The new NATO Supreme Allied Commander Europe, U.S. Army General Curtis M. Scaparrotti, added that Afghan forces must first become self-sustaining before Afghanistan is no longer be a haven for terrorists.
FILE - NATO soldiers walk at the site of a suicide bomb attack in Kabul, Afghanistan, June 30, 2015.
The rhetoric mirrored testimony earlier this year by U.S. General John Campbell, then-head of international forces in Afghanistan.
“The United States must continue to show flexibility with our mission in 2016 and beyond,” Campbell told the House Armed Services Committee in February.
Defense chiefs were briefed by U.S. General John “Mick” Nicholson, who commands international forces in Afghanistan, on Afghan force capability and security areas which NATO allies need to help sustain.
A NATO official, speaking on the condition of anonymity, said some European nations appear to have a vested interest in certain capabilities and want to see these programs endure in Afghanistan whether or not U.S. troop numbers decrease.
Examples of these programs include countering the Afghan drug trade, which the official said is seen as an “internal threat” to some Europeans, as well as aircraft pilot training and intel collection operations.
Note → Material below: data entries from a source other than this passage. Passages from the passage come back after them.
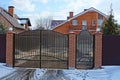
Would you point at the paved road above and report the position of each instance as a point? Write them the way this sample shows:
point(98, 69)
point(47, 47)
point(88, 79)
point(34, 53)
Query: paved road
point(20, 74)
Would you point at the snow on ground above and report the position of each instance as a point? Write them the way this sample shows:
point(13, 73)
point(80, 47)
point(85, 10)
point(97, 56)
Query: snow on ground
point(106, 73)
point(5, 70)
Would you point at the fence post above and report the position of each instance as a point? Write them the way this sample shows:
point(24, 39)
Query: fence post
point(98, 50)
point(72, 50)
point(9, 48)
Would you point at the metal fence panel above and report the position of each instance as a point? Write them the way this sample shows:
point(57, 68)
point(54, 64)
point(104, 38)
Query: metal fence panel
point(111, 50)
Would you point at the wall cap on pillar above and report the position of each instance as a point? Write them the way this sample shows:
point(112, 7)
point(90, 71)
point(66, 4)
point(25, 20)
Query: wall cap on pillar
point(71, 68)
point(98, 33)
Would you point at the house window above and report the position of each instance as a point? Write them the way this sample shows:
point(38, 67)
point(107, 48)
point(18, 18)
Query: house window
point(74, 22)
point(84, 24)
point(93, 22)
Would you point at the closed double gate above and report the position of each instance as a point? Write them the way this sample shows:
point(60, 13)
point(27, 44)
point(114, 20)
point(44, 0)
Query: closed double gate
point(49, 49)
point(41, 49)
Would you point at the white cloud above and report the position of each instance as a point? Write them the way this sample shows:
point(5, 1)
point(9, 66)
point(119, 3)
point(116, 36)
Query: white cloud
point(23, 5)
point(41, 1)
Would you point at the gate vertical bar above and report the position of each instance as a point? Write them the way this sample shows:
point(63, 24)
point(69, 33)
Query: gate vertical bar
point(13, 50)
point(40, 45)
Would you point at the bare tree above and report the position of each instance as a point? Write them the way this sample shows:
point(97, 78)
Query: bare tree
point(44, 23)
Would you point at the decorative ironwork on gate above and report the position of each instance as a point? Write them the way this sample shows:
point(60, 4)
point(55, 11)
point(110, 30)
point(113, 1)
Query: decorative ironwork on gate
point(41, 49)
point(85, 50)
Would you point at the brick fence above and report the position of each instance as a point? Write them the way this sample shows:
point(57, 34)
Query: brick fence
point(71, 52)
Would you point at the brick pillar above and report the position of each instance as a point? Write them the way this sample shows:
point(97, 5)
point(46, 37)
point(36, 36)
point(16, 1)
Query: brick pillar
point(72, 50)
point(98, 50)
point(9, 48)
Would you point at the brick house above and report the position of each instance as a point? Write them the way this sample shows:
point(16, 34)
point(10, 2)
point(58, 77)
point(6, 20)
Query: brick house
point(11, 20)
point(90, 19)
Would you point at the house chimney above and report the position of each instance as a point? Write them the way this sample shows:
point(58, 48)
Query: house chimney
point(85, 9)
point(11, 10)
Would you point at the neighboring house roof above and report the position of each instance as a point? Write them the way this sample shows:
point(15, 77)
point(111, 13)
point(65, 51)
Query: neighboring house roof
point(54, 23)
point(86, 10)
point(13, 20)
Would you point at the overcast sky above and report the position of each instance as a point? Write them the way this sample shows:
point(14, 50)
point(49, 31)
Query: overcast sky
point(59, 9)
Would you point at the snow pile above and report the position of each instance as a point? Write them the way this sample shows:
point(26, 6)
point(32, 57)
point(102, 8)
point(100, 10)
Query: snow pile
point(113, 72)
point(5, 70)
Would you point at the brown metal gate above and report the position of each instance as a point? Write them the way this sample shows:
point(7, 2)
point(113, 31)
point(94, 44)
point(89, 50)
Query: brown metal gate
point(41, 49)
point(85, 53)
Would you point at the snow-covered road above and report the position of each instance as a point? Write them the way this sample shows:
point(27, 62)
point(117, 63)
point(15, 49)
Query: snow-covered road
point(106, 73)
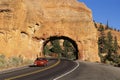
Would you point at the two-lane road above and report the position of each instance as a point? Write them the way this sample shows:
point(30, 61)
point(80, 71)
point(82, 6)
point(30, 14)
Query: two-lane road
point(65, 70)
point(53, 70)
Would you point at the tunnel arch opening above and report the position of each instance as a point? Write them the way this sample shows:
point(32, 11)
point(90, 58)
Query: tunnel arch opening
point(67, 47)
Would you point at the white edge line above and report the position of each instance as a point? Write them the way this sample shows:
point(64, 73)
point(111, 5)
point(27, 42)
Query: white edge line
point(67, 72)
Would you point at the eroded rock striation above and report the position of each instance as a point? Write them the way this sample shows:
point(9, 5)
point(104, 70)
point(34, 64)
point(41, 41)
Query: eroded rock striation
point(24, 23)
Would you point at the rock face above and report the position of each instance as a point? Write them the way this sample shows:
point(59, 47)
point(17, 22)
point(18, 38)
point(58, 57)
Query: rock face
point(24, 23)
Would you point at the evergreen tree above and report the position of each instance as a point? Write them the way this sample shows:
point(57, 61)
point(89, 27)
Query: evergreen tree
point(109, 44)
point(115, 44)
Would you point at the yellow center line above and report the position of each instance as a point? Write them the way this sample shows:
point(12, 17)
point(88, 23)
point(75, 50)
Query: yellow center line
point(26, 74)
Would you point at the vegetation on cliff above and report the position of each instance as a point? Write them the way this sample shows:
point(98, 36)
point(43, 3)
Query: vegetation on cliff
point(108, 46)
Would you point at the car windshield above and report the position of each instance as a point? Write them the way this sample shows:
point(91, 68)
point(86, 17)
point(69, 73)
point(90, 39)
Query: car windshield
point(40, 59)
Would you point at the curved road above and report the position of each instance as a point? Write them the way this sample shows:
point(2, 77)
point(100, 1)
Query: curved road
point(56, 68)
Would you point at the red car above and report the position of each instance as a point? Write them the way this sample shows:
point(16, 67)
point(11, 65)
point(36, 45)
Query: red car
point(41, 62)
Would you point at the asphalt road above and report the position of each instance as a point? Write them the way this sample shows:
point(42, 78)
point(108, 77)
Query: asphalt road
point(83, 71)
point(40, 73)
point(93, 71)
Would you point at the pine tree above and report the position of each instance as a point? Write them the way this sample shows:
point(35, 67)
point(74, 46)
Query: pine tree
point(109, 44)
point(115, 44)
But the uncertainty has made it difficult for U.S. Chairman of the Joint Chiefs of Staff General Joe Dunford to advise other NATO military leaders on a way forward in Afghanistan, according to the Brookings Institution’s defense expert Michael O’Hanlon.
“The expectation of drawing down by the end of this year is not seen as compatible with combat circumstances,” O’Hanlon told VOA. “So that puts Dunford in a tough spot. He's not just waiting for his combatant commander or his field commander’s report, he's waiting for his commander-in-chief.”